第9話 王子様とデート(5)

 極力気配を殺し、岩場に隠れながら、二体の巨獣がぶつかる乱闘現場へと近づいていく。

 目当ては……フィルアートの落とした剣だ。

 ……正直、私にコカトリスをほふる能力はない。でも、一瞬でも足止めできれば、フィルアートとルラキが仕留めてくれるだろう。

 空を飛べる竜と騎士が逃げずに援軍も望めぬ場所で戦い続けているのは、私を置き去りにできないからだ。

 ――窮奇きゅうきと遭遇した段階で、すぐに私がルラキに乗っていたら、今頃私達はコカトリスの毒攻撃範囲外の空まで逃れ、近くの駐屯地から援軍を率いて戻れたはずだ。

 私の状況判断の遅さが、フィルアート達の危機を招いた。

 ……悔しい。

 我知らず、唇を噛みしめる。私のせいなのに、黙って守られるだけなんて嫌だ。


 クケエェェェ!!

 グルオォォォ!!


 コカトリスの毒液攻撃を、ドラゴンブレスが相殺する。

 今だ!

 二本の光線が空中でぶつかり合う中、私は駆け出した。走る速度を変えずに、追い越しざまに地面に突き立ったフィルアートの剣の柄を掴んだ。そのまま引き抜くと……、


「かっる!」


 羽ペンほどの軽さに驚愕する。剣にはどっしりと長く分厚い金属の刃がついているのに、ほとんど重さを感じない。魔法剣? 材質の問題? ええい、今はどうでもいい。

 私は剣を両手で下段に構えて全力疾走する。

 剣術はちゃんと習ったことはないけど、下町で商店街の用心棒をしていた時は、木刀を振り回してならず者を追い払っていたから、要領は解る。

 狙うはコカトリスの脚。巨躯に似合わぬ華奢な鶏の脚を攻撃すれば、動きを止められる……はず。

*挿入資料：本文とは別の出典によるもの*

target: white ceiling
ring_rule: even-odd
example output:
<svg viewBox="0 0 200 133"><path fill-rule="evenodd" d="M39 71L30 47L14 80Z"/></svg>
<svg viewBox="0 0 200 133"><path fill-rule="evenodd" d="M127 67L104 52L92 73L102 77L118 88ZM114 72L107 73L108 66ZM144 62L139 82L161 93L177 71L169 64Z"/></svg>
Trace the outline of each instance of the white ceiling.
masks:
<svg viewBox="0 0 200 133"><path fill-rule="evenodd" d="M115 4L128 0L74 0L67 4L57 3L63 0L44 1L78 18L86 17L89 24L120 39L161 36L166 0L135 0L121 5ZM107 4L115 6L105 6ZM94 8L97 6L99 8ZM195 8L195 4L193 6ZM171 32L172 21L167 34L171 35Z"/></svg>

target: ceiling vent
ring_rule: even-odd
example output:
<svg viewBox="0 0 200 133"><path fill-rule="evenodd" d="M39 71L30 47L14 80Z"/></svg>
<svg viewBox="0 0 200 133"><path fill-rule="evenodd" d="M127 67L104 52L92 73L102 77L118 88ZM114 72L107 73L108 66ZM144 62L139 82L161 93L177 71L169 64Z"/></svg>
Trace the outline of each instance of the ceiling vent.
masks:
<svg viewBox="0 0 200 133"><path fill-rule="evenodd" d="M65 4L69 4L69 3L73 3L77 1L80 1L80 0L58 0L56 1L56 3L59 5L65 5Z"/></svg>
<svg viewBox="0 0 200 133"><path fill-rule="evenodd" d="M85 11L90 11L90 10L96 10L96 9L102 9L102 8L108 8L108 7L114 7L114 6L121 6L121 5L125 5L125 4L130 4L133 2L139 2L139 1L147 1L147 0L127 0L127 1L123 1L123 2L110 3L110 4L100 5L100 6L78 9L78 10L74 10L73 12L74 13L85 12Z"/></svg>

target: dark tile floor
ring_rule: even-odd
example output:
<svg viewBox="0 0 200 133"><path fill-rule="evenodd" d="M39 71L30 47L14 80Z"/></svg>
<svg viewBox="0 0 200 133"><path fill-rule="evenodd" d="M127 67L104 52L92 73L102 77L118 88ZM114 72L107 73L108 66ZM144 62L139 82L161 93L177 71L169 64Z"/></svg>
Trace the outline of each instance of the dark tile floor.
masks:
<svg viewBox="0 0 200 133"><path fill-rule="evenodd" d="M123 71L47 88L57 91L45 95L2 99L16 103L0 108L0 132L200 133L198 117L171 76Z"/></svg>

 踏み潰される可能性もあるけど、恐れるな。エレノアはできる子!

 土煙の中、私はつむじ風のように突き進む。

 目標の鶏の脚はすぐ側。

 ……うっ、思ったより太い。丸太のようなみっしり詰まった感のある脚にちょっぴり後悔するけど。

 でも、少しでも傷をつけられれば、コカトリスの気を引ける。

 行け、私!


「どりゃあああぁぁっ」


 気合一閃、私はすくい上げるように剣を振った。


 スパンッ!


 軽い手応え。


「……へ?」


 一瞬、何が起こったのか解らなくて混乱する。

 脚の硬い骨で止まると思った刃は、何の抵抗もなく振り抜かれていた。

 それってつまり……。


 コケエエェエェぇぇ!


 私の一撃で片脚を失ったコカトリスが、絶叫を上げて地面に倒れる。

 そして、勝機を逃さず空から急降下したルラキが鶏の喉元に喰らいついた!


 ギュゲ……ッ


 ビクビクと蛇の尻尾がのたうつ。

 コカトリスは最後の力を振り絞って、ルラキに視線の毒光線を向けようとするが――


 ザンッ!


 ――既に騎竜の背から飛び降りていたフィルアートが、ショートソードで横薙ぎに魔物の二つの眼を切り裂いていた。更に返す刀で頭蓋を割り、脳を貫く。

 一連の動作は最初から決められていたように無駄がなく、思わず呼吸も忘れて見入ってしまう。

 完全にコカトリスが動かなくなってから、ルラキが顎を離した。フィルアートも魔物の遺骸から飛び降りる。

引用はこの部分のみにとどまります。